D'abord, il faut que les faits formant l'objet de l'enquête soient précis. En l'espèce, il me semble que cette condition est remplie. Elle l'est sur le plan matériel : la commission d'enquête viserait la structuration, le financement et l'organisation des groupuscules qui se livrent à des actions et à des mobilisations violentes. Elle l'est sur le plan temporel : la période visée s'étendrait du 16 mars au 4 avril, date de dépôt de la proposition de résolution – je vous proposerai de l'étendre un peu.
Ensuite, il faut qu'aucune commission d'enquête n'ait été réunie sur le même objet dans les douze mois qui précèdent. Tel est le cas. La plus récente a été, en 2019, la commission d'enquête sur la lutte contre les groupuscules d'extrême droite en France, présidée par notre ancienne collègue Muriel Ressiguier et dont le rapporteur était notre ancien collègue Adrien Morenas.
Enfin, il faut que la commission d'enquête n'interfère avec aucune procédure judiciaire en cours.

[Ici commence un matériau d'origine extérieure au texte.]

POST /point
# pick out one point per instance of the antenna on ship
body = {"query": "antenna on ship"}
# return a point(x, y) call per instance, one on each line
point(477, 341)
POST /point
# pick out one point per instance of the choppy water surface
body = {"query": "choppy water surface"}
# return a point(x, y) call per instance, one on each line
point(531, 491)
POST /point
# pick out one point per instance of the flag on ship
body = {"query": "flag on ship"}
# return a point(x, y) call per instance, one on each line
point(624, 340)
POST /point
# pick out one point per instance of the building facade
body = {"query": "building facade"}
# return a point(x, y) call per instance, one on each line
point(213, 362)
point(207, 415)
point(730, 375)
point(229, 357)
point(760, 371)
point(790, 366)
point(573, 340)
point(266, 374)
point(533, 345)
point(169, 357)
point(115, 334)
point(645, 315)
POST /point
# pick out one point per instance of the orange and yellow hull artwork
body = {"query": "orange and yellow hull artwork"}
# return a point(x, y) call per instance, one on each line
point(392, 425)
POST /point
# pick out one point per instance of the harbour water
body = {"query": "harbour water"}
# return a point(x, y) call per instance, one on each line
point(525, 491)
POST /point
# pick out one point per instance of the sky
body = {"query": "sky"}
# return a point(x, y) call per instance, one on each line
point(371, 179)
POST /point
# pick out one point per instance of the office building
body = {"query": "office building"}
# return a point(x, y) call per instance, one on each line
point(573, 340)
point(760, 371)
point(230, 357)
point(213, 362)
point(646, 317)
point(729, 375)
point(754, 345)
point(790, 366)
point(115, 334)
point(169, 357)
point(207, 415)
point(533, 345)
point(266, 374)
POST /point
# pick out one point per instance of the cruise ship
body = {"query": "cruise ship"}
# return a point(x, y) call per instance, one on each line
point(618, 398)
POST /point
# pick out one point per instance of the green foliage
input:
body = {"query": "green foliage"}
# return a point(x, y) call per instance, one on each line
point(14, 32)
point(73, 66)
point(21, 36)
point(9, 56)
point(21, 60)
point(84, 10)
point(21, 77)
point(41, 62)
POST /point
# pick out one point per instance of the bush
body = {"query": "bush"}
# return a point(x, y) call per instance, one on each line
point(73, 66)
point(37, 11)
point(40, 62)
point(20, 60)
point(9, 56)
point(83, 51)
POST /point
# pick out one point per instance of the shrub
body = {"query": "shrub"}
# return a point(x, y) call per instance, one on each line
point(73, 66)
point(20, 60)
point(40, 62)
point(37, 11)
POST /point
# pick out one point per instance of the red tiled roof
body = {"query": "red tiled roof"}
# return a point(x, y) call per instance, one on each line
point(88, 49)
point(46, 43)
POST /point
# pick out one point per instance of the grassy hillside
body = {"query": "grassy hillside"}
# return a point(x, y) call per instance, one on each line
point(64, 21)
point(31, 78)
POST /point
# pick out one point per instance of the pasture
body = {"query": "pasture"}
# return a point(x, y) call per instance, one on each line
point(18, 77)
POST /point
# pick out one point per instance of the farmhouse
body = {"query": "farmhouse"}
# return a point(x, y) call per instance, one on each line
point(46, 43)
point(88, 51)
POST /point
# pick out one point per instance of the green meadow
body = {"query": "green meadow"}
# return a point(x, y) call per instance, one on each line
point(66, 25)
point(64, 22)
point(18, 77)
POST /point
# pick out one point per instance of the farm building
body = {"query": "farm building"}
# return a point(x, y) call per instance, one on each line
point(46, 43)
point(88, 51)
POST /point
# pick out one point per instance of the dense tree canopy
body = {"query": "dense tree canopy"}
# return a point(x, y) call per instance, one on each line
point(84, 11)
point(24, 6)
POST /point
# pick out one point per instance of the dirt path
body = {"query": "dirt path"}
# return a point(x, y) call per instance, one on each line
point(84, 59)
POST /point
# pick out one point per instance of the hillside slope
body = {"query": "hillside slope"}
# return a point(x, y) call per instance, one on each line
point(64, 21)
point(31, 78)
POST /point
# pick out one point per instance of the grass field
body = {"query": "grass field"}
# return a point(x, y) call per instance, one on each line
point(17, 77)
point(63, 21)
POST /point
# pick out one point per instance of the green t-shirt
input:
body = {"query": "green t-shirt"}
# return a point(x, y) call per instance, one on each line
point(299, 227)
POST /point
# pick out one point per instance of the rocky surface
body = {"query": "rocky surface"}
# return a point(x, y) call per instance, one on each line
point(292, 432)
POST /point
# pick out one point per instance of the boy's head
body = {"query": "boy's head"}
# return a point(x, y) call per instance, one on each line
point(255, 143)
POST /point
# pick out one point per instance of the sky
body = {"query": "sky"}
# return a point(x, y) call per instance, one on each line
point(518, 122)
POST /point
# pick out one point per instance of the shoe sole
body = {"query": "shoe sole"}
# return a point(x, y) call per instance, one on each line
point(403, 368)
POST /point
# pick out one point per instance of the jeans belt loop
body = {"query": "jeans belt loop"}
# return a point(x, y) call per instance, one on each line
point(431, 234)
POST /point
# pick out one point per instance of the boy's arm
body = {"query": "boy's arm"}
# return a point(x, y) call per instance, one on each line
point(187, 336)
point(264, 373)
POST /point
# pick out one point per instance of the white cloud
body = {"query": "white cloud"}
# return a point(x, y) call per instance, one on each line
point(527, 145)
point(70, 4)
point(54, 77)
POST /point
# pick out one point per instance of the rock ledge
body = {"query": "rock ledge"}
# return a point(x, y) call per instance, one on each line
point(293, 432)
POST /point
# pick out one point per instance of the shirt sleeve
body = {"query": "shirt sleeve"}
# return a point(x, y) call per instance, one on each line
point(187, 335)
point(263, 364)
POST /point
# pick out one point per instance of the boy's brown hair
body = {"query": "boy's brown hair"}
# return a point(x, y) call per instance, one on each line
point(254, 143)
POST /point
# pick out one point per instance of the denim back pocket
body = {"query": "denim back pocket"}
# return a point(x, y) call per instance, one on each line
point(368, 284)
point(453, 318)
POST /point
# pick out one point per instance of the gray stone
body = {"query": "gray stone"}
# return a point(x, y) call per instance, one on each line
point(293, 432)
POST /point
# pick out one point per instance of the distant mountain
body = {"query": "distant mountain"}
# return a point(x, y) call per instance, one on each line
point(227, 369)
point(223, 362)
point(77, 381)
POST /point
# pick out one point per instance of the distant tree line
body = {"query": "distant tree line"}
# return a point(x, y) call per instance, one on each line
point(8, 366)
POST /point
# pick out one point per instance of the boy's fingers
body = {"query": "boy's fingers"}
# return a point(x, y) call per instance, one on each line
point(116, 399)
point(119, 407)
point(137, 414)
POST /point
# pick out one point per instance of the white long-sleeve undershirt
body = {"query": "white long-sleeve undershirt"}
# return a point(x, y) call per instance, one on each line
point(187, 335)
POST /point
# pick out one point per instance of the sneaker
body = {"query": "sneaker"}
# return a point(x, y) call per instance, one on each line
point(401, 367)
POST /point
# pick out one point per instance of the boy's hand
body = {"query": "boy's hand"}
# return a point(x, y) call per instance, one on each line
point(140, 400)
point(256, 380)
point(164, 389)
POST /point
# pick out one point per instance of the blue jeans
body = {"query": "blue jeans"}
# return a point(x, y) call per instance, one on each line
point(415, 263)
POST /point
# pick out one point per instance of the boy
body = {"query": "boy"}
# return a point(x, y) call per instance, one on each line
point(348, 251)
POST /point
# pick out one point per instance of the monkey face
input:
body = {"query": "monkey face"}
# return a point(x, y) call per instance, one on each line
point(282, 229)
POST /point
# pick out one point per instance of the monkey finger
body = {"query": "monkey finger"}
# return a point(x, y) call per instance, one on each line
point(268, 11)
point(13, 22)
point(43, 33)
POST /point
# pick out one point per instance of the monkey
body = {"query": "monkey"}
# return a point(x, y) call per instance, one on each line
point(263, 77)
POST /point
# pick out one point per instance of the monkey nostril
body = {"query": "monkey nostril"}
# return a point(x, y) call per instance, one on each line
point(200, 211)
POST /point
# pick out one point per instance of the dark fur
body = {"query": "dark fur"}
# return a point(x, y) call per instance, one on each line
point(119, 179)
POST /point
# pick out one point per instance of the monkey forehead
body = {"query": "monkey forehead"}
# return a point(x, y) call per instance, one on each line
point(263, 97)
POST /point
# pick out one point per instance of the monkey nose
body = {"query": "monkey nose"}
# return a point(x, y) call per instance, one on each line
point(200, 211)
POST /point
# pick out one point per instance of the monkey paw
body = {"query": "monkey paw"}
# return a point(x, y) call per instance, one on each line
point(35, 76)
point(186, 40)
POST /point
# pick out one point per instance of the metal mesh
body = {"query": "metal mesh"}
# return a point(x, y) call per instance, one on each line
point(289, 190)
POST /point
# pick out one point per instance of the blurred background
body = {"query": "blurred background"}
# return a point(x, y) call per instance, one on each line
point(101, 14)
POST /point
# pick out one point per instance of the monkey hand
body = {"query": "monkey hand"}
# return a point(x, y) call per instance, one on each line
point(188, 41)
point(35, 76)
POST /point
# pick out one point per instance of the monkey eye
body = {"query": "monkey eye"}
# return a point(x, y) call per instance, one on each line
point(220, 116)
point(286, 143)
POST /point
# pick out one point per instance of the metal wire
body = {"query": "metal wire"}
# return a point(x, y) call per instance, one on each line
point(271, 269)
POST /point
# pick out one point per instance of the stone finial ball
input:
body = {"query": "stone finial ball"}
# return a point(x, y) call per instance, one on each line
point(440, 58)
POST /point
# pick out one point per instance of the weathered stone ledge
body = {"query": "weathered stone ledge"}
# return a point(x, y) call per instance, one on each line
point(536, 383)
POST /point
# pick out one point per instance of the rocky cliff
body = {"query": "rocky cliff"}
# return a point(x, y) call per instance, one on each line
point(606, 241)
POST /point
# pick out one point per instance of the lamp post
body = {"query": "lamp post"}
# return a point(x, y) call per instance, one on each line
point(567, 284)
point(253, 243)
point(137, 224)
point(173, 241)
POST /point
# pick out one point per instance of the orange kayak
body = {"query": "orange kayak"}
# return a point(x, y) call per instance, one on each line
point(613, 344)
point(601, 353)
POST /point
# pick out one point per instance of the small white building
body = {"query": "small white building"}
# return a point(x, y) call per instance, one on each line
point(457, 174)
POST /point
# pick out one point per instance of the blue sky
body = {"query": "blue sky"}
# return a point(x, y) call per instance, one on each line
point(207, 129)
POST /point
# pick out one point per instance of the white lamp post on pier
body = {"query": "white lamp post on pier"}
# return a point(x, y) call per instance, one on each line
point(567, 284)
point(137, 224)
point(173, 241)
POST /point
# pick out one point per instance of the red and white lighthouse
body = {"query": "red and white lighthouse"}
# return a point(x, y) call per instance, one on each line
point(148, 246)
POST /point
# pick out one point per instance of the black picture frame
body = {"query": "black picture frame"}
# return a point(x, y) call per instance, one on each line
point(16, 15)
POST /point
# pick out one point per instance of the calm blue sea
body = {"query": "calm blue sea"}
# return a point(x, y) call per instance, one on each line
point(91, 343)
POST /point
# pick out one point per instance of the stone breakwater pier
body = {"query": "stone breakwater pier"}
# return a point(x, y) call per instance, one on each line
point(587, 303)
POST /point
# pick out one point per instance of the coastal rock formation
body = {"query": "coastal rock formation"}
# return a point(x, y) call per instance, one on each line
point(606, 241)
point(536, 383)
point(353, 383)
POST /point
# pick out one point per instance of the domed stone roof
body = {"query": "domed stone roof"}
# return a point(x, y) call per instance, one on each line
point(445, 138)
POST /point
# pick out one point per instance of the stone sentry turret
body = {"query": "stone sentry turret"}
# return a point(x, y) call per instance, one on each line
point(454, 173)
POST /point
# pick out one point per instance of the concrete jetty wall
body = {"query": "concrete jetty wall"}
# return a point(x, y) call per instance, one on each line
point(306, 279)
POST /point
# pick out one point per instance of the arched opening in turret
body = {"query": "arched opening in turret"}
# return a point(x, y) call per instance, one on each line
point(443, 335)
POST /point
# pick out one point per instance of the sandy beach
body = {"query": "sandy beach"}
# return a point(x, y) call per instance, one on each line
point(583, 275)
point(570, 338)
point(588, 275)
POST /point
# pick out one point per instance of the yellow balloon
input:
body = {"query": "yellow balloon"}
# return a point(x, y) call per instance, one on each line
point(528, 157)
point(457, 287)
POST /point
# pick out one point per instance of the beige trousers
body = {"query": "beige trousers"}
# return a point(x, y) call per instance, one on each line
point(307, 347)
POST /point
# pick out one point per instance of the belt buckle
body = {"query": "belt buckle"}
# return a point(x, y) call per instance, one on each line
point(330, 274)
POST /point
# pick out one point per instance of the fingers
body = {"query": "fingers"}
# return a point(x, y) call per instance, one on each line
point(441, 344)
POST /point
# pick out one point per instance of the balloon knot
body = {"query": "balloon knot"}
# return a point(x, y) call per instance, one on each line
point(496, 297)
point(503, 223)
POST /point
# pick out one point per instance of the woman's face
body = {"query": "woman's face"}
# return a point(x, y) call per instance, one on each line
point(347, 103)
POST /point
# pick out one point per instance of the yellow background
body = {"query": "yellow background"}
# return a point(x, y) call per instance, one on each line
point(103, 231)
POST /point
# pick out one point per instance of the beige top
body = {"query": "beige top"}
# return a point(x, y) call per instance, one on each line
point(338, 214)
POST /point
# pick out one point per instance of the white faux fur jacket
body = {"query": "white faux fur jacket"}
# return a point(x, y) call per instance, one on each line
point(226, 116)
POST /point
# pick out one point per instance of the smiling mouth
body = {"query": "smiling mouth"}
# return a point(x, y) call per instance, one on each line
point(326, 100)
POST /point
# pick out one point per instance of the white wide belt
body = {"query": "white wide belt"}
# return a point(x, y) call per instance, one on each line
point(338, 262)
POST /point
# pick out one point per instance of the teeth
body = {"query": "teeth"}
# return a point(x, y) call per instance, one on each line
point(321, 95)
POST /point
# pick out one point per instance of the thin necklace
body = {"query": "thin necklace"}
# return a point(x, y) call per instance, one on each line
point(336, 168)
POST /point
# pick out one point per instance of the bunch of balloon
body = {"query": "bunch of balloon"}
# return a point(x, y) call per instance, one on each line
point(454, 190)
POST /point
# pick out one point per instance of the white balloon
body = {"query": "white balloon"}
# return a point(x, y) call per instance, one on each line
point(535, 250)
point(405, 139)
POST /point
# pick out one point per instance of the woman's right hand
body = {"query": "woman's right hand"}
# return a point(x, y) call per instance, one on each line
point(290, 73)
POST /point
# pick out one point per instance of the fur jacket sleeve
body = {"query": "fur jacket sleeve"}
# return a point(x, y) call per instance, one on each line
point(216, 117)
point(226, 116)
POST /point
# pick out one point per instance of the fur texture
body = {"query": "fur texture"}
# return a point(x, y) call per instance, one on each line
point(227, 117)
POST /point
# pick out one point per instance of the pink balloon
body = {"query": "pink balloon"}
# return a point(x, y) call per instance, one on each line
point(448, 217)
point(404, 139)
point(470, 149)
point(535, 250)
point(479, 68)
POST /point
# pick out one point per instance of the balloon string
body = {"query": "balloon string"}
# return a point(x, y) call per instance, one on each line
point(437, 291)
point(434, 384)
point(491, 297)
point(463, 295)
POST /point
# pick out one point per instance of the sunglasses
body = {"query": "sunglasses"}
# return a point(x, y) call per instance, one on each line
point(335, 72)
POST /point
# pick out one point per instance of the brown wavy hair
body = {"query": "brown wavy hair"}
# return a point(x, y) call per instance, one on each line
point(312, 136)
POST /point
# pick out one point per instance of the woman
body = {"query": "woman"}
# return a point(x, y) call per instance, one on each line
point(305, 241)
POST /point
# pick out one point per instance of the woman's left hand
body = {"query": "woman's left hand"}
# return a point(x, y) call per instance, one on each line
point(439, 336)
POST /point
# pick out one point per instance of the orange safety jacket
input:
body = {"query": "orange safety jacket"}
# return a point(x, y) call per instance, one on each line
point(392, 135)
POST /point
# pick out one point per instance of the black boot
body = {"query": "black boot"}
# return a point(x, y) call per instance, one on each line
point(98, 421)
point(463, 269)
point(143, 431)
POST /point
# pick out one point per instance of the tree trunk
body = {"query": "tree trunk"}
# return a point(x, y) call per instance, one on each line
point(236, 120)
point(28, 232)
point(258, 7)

Sur ce point, nous avons reçu le 28 avril la réponse du garde des sceaux à la demande exprimée par la présidente de l'Assemblée. De façon très classique, il constate que le champ de la commission d'enquête serait susceptible de recouvrir certaines procédures diligentées, mais dans des conditions très différentes : il va de soi qu'il n'incombera à la commission d'enquête ni de rechercher les auteurs de faits spécifiques précisément identifiés, ni de se livrer à une qualification pénale des faits portés à sa connaissance. En 2019, la commission d'enquête sur les attaques à la préfecture de police de Paris, dont j'étais le rapporteur, a mené ses investigations sur cet événement tragique sans interférer avec la procédure judiciaire en cours.
S'agissant de l'opportunité de la proposition de résolution, qui nourrira sans doute nos débats, elle ne fait aucun doute à mes yeux, compte tenu des scènes particulièrement violentes, graves et répétées dont les Français ont été les témoins en marge, à côté et pendant des manifestations et rassemblements. Bien entendu, il faut distinguer les manifestants des groupes insurgés – car tel est bien le nom qu'ils méritent. Un citoyen mécontent n'est ni un ennemi ni un insurgé, mais un acteur de la démocratie sociale, de la démocratie tout court. Il va de soi que nous ne visons pas les manifestants, mais les groupes violents, organisés, qui se rendent aux rassemblements armés de bidons d'essence, de cocktails Molotov et de boules de pétanque. Leur choix est d'en découdre, notamment avec les forces de l'ordre.
Nos collègues Jérémie Iordanoff et Éric Poulliat mènent une mission d'information sur l'activisme violent qui ne donne pas lieu à un recoupement général avec la commission d'enquête telle qu'elle est proposée : elles sont complémentaires plutôt que concurrentes.
Mes chers collègues, je vous propose de donner un avis favorable à la proposition de résolution.